Ice built up in a gutter like this can be the beginning of an ice dam if you have a roof that is too warm due to improper building techniques. On a warm roof, water melting from snow and ice is blocked by the ice in the gutter and backs up the roof, seeping under shingles and causing roof leaks. Proper construction and the use of an ice shield membrane can alleviate this problem (photo credit: © Teeimagination, Dreamstime).


Adequate (or More Than Adequate) Insulation

Heat is always looking for a way to escape. One of the most essential parts of a winter preparedness checklist for your home is ensuring that it doesn’t have a place to go. That is, unless you would prefer to be freezing and have a very high utility bill each month.

While there are many different materials that you can consider using to insulate your new home, including fiberglass, cotton, wool, cork, and more, what’s important is that it is done properly.

And it needs to be done in more places than you think.

For example, most people know that you must insulate a home’s exterior walls and attic, but did you know that there are additional spaces that make a huge difference to a home’s temperature and efficiency? 

You can click here to read more about installation options for your home – and keep reading to discover additional locations for home insulation. 

Unfaced rockwool insulation in walls in ceiling

Insulation being blown into an attic

Top: Insulation is important for walls and ceilings on the top story of a house. This insulation is unfaced and will be covered by an impervious wapor barrier before workers apply drywall (photo credit: © Calvin L. Leake, Dreamstime). Bottom: Adequate attic insulation is among the most important safeguards against heat loss in a home. Heat rises, so although sidewall insulation is important, it's imperative that attic insulation meets or exceeds recommendations for your local area – and often that's overlooked (photo credit: © Photovs, Dreamstime).


Insulated Foundation (on the Exterior) 

Something that you might not have considered when creating a winter preparedness checklist for your new home build is that its foundation also needs to be properly insulated, not just its walls and roof. 

This is because warm air wants to rise and will always look for an escape route, so it’s essential that each possible point is sealed off efficiently to decrease not only air leakage, but also your energy bills. That is, when it is installed properly, foundation insulation not only keeps heated air in to keep homes warm, but it also keeps unwanted things like insect infestations, radon infiltration, and moisture problems out. 

As there are different types of foundations to choose from, it’s important to consult with your builder about the best possible insulation techniques for your space and specific location, as best practices might differ depending on what type of foundation you have. 

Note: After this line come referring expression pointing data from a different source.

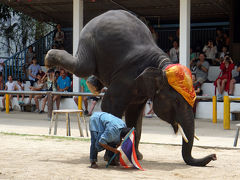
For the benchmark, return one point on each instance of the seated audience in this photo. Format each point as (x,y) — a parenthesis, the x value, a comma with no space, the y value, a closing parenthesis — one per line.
(219,39)
(59,36)
(34,69)
(174,52)
(202,67)
(20,87)
(234,80)
(2,65)
(226,39)
(9,86)
(222,82)
(1,82)
(38,87)
(193,59)
(63,84)
(51,86)
(210,51)
(222,54)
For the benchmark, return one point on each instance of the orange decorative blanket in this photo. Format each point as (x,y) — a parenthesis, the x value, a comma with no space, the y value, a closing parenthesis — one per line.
(180,78)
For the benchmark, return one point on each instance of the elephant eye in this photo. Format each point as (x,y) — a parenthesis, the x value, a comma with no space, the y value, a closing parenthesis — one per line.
(177,101)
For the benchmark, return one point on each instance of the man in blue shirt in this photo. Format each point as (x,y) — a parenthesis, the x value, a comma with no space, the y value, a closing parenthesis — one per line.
(63,84)
(106,133)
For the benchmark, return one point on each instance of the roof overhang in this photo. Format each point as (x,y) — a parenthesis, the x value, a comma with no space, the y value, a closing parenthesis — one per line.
(157,11)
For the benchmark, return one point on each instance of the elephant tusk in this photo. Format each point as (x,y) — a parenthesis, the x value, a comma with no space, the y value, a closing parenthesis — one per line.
(183,134)
(196,137)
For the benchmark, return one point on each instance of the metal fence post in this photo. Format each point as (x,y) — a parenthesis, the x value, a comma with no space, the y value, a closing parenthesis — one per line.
(80,104)
(214,99)
(226,113)
(7,103)
(50,104)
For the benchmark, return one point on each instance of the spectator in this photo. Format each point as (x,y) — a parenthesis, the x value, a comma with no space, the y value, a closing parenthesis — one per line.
(234,80)
(34,69)
(210,51)
(59,36)
(174,52)
(57,74)
(41,87)
(29,56)
(51,86)
(202,69)
(20,87)
(219,39)
(84,88)
(222,54)
(193,58)
(38,87)
(9,86)
(63,84)
(222,82)
(226,40)
(1,82)
(2,65)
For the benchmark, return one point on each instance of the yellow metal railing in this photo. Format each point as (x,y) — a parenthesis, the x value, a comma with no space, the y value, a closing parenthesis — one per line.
(226,112)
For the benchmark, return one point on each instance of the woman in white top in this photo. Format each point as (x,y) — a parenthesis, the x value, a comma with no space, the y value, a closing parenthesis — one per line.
(9,86)
(20,87)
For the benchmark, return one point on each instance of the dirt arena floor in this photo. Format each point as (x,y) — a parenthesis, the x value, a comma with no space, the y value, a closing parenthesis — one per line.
(38,157)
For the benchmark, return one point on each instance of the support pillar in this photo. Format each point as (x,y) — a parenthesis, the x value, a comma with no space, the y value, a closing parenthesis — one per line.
(184,40)
(77,27)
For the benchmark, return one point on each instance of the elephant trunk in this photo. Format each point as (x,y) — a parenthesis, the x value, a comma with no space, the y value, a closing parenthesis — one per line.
(188,128)
(62,59)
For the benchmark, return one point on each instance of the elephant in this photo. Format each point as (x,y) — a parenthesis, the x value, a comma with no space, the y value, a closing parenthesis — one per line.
(116,50)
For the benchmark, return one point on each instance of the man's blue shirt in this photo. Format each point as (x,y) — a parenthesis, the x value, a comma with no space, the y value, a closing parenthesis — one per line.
(63,83)
(108,127)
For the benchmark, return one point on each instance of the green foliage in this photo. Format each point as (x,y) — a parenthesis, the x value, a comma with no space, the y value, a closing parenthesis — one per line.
(17,30)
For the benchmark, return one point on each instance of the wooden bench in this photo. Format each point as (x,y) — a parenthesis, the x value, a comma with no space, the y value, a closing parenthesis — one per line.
(237,134)
(67,112)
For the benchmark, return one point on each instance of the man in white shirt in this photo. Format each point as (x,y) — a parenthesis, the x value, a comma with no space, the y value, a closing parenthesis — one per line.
(1,65)
(9,86)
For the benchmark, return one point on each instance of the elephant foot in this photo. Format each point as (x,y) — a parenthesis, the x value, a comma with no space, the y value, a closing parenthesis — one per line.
(94,85)
(139,155)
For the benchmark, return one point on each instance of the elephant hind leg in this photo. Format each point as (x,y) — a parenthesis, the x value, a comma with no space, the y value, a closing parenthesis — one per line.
(133,117)
(94,85)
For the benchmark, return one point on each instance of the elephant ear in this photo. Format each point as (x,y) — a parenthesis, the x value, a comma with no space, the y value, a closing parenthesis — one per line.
(149,82)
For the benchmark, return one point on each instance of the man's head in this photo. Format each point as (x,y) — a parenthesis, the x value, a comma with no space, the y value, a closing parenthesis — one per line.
(19,81)
(193,77)
(30,49)
(34,60)
(201,57)
(10,78)
(63,73)
(175,44)
(124,132)
(59,27)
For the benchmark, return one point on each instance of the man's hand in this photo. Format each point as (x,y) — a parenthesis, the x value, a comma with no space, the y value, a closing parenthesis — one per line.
(114,150)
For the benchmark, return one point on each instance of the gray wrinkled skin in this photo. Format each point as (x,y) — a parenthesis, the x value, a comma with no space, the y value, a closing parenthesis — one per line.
(119,51)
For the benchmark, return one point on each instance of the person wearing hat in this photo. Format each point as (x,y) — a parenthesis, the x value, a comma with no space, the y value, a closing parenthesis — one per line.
(107,131)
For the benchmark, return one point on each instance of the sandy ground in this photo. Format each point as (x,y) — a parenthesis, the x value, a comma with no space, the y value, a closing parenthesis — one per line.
(36,157)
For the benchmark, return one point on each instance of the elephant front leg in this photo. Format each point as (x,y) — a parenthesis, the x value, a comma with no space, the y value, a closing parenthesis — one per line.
(133,116)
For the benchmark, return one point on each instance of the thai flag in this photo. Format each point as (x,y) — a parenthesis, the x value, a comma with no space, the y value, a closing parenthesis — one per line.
(128,157)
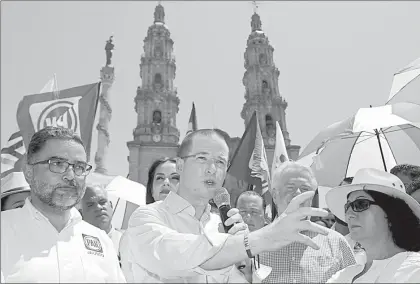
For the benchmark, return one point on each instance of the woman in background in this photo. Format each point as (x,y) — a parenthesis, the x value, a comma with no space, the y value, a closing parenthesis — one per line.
(162,179)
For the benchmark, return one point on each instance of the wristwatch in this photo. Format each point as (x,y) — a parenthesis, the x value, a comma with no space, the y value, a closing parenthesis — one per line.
(246,243)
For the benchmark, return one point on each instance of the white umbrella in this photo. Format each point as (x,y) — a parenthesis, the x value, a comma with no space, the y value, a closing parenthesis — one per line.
(406,84)
(373,137)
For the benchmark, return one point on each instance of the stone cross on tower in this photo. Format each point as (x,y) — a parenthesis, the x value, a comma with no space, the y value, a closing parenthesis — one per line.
(105,111)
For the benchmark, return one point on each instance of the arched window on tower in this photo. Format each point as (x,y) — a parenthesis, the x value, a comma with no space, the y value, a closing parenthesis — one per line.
(157,116)
(157,82)
(263,59)
(158,78)
(265,86)
(158,51)
(269,125)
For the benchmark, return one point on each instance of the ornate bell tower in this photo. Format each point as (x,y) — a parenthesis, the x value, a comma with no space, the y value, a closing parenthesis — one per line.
(156,103)
(262,91)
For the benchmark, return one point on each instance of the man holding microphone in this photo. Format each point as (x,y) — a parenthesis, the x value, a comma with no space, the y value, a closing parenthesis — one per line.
(173,240)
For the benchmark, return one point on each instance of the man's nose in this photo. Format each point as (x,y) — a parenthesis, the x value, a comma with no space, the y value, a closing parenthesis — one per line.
(69,173)
(211,167)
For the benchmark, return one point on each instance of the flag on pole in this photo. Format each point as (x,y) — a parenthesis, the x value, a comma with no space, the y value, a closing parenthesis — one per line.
(12,153)
(280,152)
(249,162)
(75,109)
(192,123)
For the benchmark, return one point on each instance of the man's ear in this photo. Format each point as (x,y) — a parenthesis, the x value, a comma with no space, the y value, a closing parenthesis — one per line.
(179,165)
(28,170)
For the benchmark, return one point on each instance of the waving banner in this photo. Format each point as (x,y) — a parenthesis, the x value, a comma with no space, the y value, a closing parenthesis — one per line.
(74,108)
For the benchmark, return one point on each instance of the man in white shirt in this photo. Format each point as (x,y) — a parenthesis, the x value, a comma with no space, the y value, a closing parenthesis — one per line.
(97,210)
(47,240)
(171,240)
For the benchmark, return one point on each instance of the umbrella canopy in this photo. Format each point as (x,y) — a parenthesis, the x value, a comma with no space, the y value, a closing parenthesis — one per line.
(406,84)
(372,138)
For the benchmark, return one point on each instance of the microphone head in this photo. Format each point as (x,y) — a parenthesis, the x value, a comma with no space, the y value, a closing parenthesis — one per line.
(222,197)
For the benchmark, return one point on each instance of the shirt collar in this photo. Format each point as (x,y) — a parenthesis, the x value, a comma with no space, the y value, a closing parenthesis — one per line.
(111,231)
(176,204)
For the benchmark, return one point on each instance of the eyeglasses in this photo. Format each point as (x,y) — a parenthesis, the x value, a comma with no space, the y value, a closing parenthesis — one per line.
(245,213)
(359,205)
(60,166)
(202,158)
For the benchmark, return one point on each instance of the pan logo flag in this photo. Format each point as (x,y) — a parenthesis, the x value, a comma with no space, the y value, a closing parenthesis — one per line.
(61,112)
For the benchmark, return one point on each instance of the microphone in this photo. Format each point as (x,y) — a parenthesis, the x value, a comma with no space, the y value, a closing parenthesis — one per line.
(222,201)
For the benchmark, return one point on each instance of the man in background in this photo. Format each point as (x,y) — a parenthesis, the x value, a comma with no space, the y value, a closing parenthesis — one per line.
(97,210)
(406,173)
(251,206)
(296,262)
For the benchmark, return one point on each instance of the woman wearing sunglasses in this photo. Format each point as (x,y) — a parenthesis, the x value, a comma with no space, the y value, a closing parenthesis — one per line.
(385,220)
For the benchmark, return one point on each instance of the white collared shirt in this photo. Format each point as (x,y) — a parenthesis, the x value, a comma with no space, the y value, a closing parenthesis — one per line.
(166,243)
(404,267)
(33,251)
(115,237)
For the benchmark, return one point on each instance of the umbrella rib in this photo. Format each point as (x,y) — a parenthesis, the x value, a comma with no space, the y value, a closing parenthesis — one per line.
(389,146)
(352,148)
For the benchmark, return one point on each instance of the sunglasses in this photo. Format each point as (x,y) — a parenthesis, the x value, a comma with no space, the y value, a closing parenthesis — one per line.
(359,205)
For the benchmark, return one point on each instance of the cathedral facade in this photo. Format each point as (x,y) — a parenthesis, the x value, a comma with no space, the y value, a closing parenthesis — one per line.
(157,103)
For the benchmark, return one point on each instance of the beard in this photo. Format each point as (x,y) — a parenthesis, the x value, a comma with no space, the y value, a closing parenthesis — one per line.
(49,195)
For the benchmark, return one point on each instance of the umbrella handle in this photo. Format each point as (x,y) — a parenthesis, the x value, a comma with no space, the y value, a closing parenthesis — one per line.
(380,149)
(115,208)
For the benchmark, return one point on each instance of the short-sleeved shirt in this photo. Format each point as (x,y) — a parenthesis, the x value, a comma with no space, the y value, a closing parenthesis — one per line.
(33,251)
(298,263)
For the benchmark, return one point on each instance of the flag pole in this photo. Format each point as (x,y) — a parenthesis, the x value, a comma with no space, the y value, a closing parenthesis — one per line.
(105,110)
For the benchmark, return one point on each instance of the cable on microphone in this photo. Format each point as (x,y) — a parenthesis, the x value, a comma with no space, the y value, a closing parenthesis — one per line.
(222,201)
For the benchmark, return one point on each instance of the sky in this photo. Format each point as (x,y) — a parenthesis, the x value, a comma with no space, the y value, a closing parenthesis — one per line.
(333,57)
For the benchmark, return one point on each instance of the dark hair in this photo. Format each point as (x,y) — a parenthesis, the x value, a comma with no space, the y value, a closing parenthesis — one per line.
(403,224)
(251,193)
(3,202)
(41,137)
(412,171)
(151,176)
(186,144)
(413,186)
(348,180)
(339,221)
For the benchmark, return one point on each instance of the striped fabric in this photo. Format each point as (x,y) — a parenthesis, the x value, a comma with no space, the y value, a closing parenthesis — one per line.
(258,162)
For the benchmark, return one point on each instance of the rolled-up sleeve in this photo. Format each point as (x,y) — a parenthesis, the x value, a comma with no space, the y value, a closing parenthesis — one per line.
(162,251)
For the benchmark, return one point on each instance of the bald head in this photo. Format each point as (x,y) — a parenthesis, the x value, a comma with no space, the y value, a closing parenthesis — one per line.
(96,208)
(290,180)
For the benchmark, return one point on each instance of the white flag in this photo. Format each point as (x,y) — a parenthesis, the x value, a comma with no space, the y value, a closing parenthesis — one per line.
(51,86)
(280,152)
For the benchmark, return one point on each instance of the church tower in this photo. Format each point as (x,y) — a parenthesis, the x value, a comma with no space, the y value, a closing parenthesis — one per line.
(156,102)
(262,92)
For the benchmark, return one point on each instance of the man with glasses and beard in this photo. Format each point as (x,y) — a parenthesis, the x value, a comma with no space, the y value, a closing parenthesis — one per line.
(97,210)
(46,240)
(172,241)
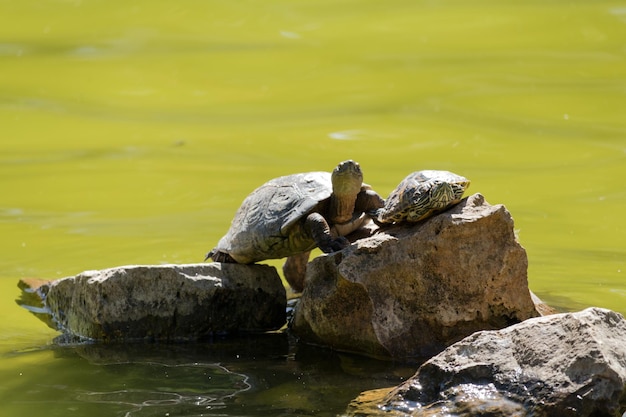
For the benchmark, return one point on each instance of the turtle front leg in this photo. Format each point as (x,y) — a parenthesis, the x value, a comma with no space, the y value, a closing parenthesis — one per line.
(294,270)
(320,231)
(219,256)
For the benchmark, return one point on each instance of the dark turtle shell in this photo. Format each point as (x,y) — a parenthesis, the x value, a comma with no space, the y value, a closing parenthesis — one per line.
(267,226)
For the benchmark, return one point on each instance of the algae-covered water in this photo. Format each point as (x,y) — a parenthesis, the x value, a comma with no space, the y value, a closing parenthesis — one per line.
(132,130)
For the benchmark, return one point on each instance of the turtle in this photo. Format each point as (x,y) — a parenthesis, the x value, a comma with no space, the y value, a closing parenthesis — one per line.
(422,194)
(291,215)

Insulated Pipes near the Foundation

Insulating the pipes on your new home will save you a lot of money and headaches in the long term. This is because winter weather often has an adverse impact on pipes. If the water supply pipes in your home are on exterior walls or in other unheated spaces (like the garage, crawl spaces, attics, etc.), they may freeze. This causes them to burst, which can lead to expensive repairs due to flooding. 

But preventing flooding isn’t the only perk! You also get to enjoy warmer showers all winter long as the water won’t cool down as it travels through uninsulated piping. 

There are a few different ways to insulate your pipes. You can do any of the following things:

  • Use foam pipe sleeves

  • Insulate the walls of the spaces that contain pipes 

  • Insulate gaps where pipes travel through walls 

  • Use faucet covers 

Copper tubing with foam insulation encasing it

Water pipes, especially near the outside walls in the home and foundation should be insulated with faom covers like these (photo credit: © Maxopphoto, Dreamstime).


Double or Triple Pane, Weatherstripped Windows

Poorly insulated windows can be the number-one source of heat loss (and thus the number-one source of your utility bill going up) in a home. 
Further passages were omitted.